Mantenha o volume de reação em 300 microliters em todas as reações. Para gravar o espectro do CD, configure um total de cinco reações experimentais uma a uma em tubos de centrífuga de 1,5 mililitro. Para gravar a varredura, ligue o gás e ligue o espectrômetro do CD.
Após 10 a 15 minutos, ligue a lâmpada, ligue o banho de água e coloque a temperatura do suporte em 37 graus Celsius. Em seguida, abra o software de espectro de CD e defina a temperatura para 37 graus Celsius, o comprimento de onda varia em 180 a 300 nanômetros, o tempo por ponto para 0,5 segundos, e o número de varredura para cinco, em seguida, clique no visualizador de dados pro, faça um novo arquivo e renomeie-o com os detalhes do experimento e da data. Em seguida, misture as reações de base e experimentais por pipetação e transfira cuidadosamente as misturas de reação uma a uma para a cuvette, garantindo que não haja bolhas de ar.
Se realizar um experimento de curso de tempo, incubar as reações a 37 graus Celsius pelo tempo necessário, então faça a varredura. Adicione EDTA ao tampão contendo o DNA, ATP, magnésio e proteína para parar a hidrólise ATP. Para inibir completamente a atividade atpase, aumente o tempo de concentração e incubação de EDTA.
Subtrair as linhas de base das reações correspondentes no software e suavizar os dados no software de espectro de CD ou no software de plotagem de dados, em seguida, traçar um gráfico de comprimento de onda contra elipticidade de resíduos médios e analisar os picos. As dobras M mostraram que ambos os fios do DNA MYC poderiam formar uma estrutura semelhante a um laço de haste. As estruturas de dobra M da frente e a sequência de DNA reverso contendo o GECE G quádruplo são mostradas aqui.
O espectrômetro de CD de GECE resfriado rápido na ausência e presença de ATP e ADAAD mostrou que a ADAAD induz dois picos positivos, um a 258 nanômetros e outro a 210 nanômetros.
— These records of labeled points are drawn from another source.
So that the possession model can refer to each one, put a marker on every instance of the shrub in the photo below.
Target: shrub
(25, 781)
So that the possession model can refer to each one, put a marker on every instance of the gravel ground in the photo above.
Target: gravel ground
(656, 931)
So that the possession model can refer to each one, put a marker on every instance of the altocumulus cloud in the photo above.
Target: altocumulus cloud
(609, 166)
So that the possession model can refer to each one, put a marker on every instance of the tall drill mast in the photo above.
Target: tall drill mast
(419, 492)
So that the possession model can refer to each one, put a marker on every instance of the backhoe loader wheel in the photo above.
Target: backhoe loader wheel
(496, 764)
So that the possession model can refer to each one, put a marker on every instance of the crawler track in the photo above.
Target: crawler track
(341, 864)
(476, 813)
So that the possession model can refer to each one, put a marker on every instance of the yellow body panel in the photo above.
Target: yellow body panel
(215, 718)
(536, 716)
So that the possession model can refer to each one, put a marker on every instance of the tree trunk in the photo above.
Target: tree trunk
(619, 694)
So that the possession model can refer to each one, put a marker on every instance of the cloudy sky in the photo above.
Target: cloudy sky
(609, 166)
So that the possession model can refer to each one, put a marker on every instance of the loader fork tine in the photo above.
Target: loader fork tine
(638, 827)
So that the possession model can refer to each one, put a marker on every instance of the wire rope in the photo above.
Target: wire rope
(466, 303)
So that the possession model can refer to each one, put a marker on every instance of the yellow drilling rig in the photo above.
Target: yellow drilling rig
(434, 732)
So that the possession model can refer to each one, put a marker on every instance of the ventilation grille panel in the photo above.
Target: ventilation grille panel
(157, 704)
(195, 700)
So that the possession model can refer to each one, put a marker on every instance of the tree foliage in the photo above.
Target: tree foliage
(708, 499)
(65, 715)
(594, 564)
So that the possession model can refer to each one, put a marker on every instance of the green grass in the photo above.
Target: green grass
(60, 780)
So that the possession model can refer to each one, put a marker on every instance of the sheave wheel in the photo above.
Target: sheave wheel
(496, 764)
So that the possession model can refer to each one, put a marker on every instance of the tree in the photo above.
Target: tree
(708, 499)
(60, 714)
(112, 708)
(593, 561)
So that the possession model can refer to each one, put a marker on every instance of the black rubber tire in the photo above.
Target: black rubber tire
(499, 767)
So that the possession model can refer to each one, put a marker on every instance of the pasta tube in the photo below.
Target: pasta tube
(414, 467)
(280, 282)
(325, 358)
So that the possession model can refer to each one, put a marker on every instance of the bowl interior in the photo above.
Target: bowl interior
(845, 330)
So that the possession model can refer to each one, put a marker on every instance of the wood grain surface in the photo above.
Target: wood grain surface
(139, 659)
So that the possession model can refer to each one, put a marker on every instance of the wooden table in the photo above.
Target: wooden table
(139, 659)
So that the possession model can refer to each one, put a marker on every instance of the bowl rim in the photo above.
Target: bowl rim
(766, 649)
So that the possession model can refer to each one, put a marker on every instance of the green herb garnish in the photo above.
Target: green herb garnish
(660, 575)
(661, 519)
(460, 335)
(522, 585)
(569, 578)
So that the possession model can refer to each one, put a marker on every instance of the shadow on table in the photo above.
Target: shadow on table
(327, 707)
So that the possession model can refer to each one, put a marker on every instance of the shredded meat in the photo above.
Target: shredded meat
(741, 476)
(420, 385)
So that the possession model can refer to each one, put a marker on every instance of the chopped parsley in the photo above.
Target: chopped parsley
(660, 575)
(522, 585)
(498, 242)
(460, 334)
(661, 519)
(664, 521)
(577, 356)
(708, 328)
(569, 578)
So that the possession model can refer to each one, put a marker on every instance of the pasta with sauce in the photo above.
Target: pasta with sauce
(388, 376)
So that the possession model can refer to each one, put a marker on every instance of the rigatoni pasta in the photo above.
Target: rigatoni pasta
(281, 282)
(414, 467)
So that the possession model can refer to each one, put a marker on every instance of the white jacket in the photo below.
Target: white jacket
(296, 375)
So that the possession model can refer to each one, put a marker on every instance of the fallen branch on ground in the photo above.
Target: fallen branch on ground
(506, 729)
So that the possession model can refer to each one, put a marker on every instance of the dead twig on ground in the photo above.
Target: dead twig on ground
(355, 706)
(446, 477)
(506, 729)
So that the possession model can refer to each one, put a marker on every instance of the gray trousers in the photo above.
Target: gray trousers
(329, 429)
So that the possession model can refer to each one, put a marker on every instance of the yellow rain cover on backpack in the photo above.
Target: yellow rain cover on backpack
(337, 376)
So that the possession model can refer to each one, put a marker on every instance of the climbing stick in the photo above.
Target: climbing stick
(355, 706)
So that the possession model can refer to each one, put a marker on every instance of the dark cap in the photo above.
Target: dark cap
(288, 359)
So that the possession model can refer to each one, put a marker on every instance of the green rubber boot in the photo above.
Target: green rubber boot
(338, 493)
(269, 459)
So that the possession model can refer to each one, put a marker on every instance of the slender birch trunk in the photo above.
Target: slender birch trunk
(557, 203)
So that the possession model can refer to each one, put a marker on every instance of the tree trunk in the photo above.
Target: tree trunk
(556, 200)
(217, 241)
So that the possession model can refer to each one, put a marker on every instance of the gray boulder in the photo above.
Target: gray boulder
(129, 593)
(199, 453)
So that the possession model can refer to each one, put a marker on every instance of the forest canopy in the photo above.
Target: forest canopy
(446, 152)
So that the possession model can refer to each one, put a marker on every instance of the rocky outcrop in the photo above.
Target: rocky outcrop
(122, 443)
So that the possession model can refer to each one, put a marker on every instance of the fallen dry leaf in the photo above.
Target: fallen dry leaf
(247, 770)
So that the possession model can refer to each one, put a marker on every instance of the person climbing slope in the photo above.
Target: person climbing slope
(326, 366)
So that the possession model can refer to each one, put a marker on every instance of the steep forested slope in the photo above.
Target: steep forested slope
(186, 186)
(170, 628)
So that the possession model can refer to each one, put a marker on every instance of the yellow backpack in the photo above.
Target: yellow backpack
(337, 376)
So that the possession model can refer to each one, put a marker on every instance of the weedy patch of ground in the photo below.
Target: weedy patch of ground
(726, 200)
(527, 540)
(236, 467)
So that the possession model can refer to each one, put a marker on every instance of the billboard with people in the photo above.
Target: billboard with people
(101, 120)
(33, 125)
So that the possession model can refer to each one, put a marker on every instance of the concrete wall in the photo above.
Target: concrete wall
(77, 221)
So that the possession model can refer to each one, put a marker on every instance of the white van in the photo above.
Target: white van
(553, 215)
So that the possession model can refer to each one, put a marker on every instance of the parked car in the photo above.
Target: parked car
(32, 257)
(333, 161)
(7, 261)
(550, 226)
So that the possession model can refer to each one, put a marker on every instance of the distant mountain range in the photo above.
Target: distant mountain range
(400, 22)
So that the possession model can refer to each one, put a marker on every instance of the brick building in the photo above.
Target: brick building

A adição de EDTA revoga essa mudança conformacional. O espectro de CD agora tem um pico negativo de 210 nanômetros e uma ampla faixa positiva com picos de 230 e 250 nanômetros.
A análise de mapeador QGRS e M-fold mostrou que as regiões promotoras de DROSHA, DGCR8 e DICER possuem o potencial de formar estruturas quádruplas G e semelhantes a troncos. O espectro de CD do par DROSHA cinco mostrou que a ADAAD induz um pico negativo em 210 nanômetros e um pico positivo de 260 nanômetros. Este espectro é uma característica do ADNA.
Os espectros de CD do par DGCR8 um mostrou um pico positivo de 210 nanômetros e um amplo pico negativo de 260 nanômetros. Este espectro é característico da transição B para X. Para o par DGCR8 sete, foram observados fortes picos positivos de 210 e 270 nanômetros e um pico negativo de 250 nanômetros.
Este espectro é característico de estruturas de DNA quádruplo G paralelo. Por fim, para o par DICER um, um pico positivo de 210 nanômetros e dois picos negativos, um a 230 nanômetros e o outro a 260 nanômetros foram observados. Esses picos são característicos de uma transição de DNA de A a X.
Certifique-se de que a pureza do DNA e da proteína é de 99% ou mais. O cuvette deve estar limpo e a linha de base deve ser inferior a um milídeo. Todos os reagentes devem ser puros para que o fundo seja inferior a um milídeo.